Breaking down the figures, the actual number of remortgage applications that were processed and approved this February reached a staggering 44,000, which is a record high when comparing all the previous months, covering an entire period stretching way back to January 2009.  With a yearly increase averaging an impressive 35% per annum, it seems that property owners across the UK are unable to resist the temptation of remortgaging in order to lower their monthly payments, increase their borrowing terms and release additional funds for home improvements, alongside an entire  host of other similarly valid reasons.

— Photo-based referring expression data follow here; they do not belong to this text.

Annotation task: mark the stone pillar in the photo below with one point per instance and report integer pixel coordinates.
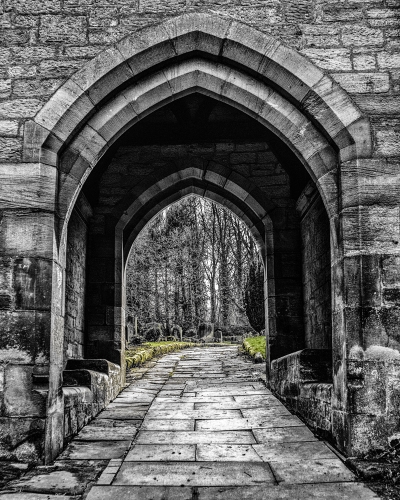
(105, 298)
(366, 343)
(31, 340)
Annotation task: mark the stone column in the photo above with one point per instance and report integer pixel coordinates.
(31, 340)
(366, 314)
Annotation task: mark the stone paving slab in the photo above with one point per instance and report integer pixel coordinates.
(134, 405)
(35, 496)
(327, 491)
(151, 424)
(124, 413)
(195, 437)
(226, 453)
(284, 434)
(258, 400)
(284, 452)
(109, 422)
(139, 493)
(198, 399)
(188, 414)
(177, 406)
(95, 450)
(98, 433)
(62, 478)
(235, 424)
(162, 453)
(312, 471)
(263, 412)
(193, 474)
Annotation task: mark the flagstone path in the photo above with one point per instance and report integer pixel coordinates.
(198, 425)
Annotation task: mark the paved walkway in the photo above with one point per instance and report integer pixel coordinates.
(198, 425)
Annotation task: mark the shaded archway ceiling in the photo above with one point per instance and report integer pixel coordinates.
(197, 118)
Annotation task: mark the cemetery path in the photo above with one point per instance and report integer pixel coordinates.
(199, 424)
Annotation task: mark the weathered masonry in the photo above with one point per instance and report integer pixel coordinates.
(287, 113)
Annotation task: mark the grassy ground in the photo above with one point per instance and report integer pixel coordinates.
(253, 345)
(136, 356)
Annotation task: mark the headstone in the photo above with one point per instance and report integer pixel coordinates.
(176, 331)
(218, 336)
(153, 331)
(205, 331)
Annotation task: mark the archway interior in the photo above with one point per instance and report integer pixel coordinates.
(198, 145)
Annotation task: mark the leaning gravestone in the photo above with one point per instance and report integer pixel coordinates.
(218, 336)
(176, 331)
(205, 332)
(153, 332)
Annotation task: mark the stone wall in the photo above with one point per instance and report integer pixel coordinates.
(41, 46)
(303, 380)
(315, 233)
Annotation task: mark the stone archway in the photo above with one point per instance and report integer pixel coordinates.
(220, 58)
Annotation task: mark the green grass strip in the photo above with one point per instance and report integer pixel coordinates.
(140, 354)
(253, 345)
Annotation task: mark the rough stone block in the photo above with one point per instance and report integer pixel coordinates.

However, although the remortgage sector and first-time buyer markets have experienced a notable increase in activity, it seems that traditional mortgage borrowing is entering a minor slump, with the number of conventional mortgage applications falling by a total of eight percent in February.  This means that, in February alone, remortgage lending represented around forty percent of all mortgage borrowing – which is a six year record in itself.

Explaining the Popularity of Remortgaging Products

So, what are the main reasons for this substantial turnaround and considerable surge in the number of remortgage products being applied for?  According to industry experts and a wide cross-section of UK economists, the average homeowner is deciding to switch providers as a means of saving money by taking advantage of the significantly low interest rates which are now attached to secured borrowing.

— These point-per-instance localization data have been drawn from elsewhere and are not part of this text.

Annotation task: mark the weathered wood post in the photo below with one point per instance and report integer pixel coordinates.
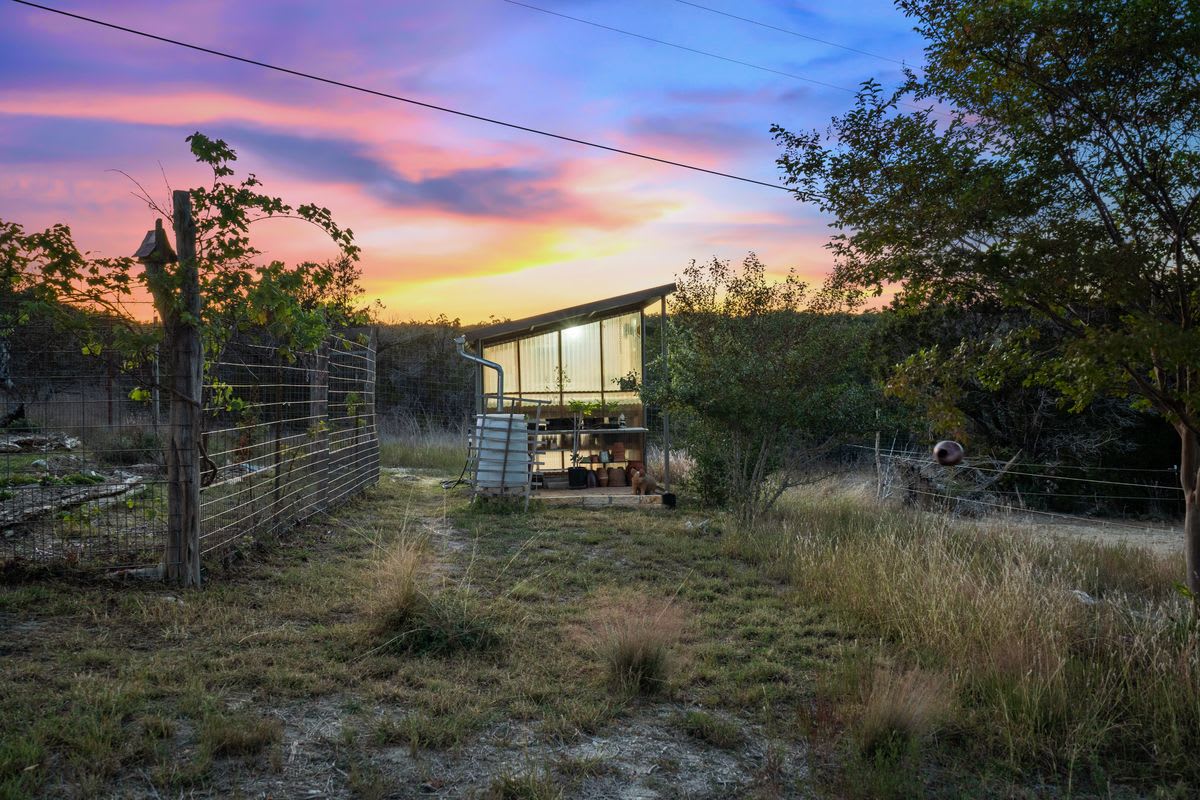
(178, 300)
(187, 371)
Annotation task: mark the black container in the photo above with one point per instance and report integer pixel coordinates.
(577, 477)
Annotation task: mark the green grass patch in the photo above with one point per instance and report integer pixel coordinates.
(712, 728)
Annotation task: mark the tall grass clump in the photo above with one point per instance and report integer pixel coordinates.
(634, 637)
(1105, 685)
(408, 612)
(408, 443)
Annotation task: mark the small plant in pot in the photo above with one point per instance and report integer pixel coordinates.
(628, 383)
(609, 411)
(576, 475)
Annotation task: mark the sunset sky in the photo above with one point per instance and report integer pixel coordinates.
(454, 216)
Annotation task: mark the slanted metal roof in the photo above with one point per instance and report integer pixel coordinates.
(570, 317)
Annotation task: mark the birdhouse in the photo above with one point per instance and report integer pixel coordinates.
(156, 248)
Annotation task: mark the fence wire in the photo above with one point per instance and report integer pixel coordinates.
(82, 476)
(82, 444)
(285, 439)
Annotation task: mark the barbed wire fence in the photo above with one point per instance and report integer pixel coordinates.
(1127, 498)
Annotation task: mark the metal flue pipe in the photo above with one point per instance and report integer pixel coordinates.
(461, 343)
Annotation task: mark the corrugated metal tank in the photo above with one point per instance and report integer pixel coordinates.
(502, 443)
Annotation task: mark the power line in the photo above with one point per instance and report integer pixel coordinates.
(683, 47)
(1049, 477)
(385, 95)
(707, 54)
(1089, 521)
(790, 32)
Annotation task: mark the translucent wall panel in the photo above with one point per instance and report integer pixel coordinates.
(581, 359)
(622, 352)
(539, 364)
(507, 356)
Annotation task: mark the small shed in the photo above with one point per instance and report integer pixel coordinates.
(585, 364)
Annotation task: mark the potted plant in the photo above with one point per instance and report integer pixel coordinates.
(609, 411)
(576, 475)
(628, 383)
(561, 422)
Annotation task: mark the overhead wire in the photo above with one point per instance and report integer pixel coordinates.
(1055, 477)
(376, 92)
(711, 54)
(790, 31)
(683, 47)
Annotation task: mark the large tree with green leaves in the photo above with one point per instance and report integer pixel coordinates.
(1053, 164)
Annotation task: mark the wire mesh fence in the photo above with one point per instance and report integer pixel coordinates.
(82, 475)
(82, 445)
(283, 439)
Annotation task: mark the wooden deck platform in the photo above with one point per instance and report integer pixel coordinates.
(598, 497)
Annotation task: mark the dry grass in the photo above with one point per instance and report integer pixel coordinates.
(904, 709)
(239, 734)
(634, 636)
(407, 444)
(409, 612)
(1109, 689)
(682, 464)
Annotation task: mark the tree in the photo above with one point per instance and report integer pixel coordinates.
(46, 280)
(1063, 178)
(763, 382)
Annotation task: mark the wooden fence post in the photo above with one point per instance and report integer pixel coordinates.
(183, 328)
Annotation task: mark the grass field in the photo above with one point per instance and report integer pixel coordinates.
(414, 645)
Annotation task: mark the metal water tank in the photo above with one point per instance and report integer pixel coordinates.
(502, 445)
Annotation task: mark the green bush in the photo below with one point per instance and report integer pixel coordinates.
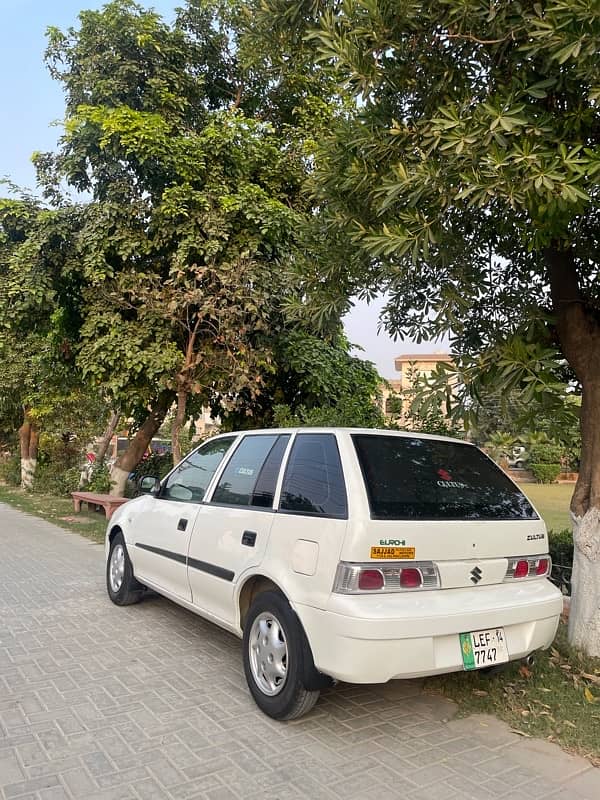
(545, 473)
(548, 453)
(99, 480)
(10, 470)
(52, 478)
(156, 464)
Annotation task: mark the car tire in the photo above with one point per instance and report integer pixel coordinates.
(122, 586)
(277, 658)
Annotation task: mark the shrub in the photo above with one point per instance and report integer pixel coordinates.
(548, 453)
(54, 479)
(545, 473)
(156, 464)
(99, 480)
(10, 470)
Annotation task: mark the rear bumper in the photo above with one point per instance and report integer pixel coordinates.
(372, 639)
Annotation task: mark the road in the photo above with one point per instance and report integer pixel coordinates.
(149, 701)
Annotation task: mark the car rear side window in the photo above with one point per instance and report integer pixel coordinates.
(314, 482)
(413, 478)
(250, 477)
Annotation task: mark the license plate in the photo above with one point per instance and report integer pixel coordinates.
(393, 552)
(483, 648)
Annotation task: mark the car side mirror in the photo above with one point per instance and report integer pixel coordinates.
(149, 484)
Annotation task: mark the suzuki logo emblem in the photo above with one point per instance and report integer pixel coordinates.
(476, 574)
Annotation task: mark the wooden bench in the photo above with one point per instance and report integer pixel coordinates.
(108, 502)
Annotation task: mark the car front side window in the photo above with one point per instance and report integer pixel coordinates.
(189, 481)
(250, 477)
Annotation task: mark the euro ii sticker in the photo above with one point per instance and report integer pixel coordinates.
(393, 552)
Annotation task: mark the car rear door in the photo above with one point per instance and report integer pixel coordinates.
(232, 528)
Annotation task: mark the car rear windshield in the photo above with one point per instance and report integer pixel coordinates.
(412, 478)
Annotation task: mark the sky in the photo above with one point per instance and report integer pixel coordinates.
(32, 107)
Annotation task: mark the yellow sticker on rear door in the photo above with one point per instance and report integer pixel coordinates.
(393, 552)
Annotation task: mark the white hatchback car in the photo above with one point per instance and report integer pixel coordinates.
(341, 554)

Another reason for the current trend, is the fact that most lenders have signified that the low mortgage rates available at present are not going to last forever, with many lenders already announcing expected increases in the coming months.

In the words of Andy Knee, who is currently chief executive at LMS, “February enjoyed the biggest boom in recent remortgaging history. Remortgage transactions rose to their highest level in eight years as homeowners took advantage of continued low rates and the opportunity to lower monthly repayments.”

“Meanwhile, inflation has risen to 2.3% and real wages are starting to fall. The consequence: homeowners will have less in their pockets come the end of the month. Remortgaging can help alleviate a potentially difficult financial situation, for example, one-in-five reduced their monthly repayments by remortgaging in February,” he hastened to add.

Switching Products Now, Before It’s Too Late

Since March this year, the economic climate has entered a slightly worrying phase of minor instability and unpredictability.  With this in mind, the time to take advantage of the currently low mortgage rates by means of switching lenders or remortgaging with an existing provider with the aim of getting a better deal is in the here and now, before the opportunity to seize such a competitive deal passes by completely.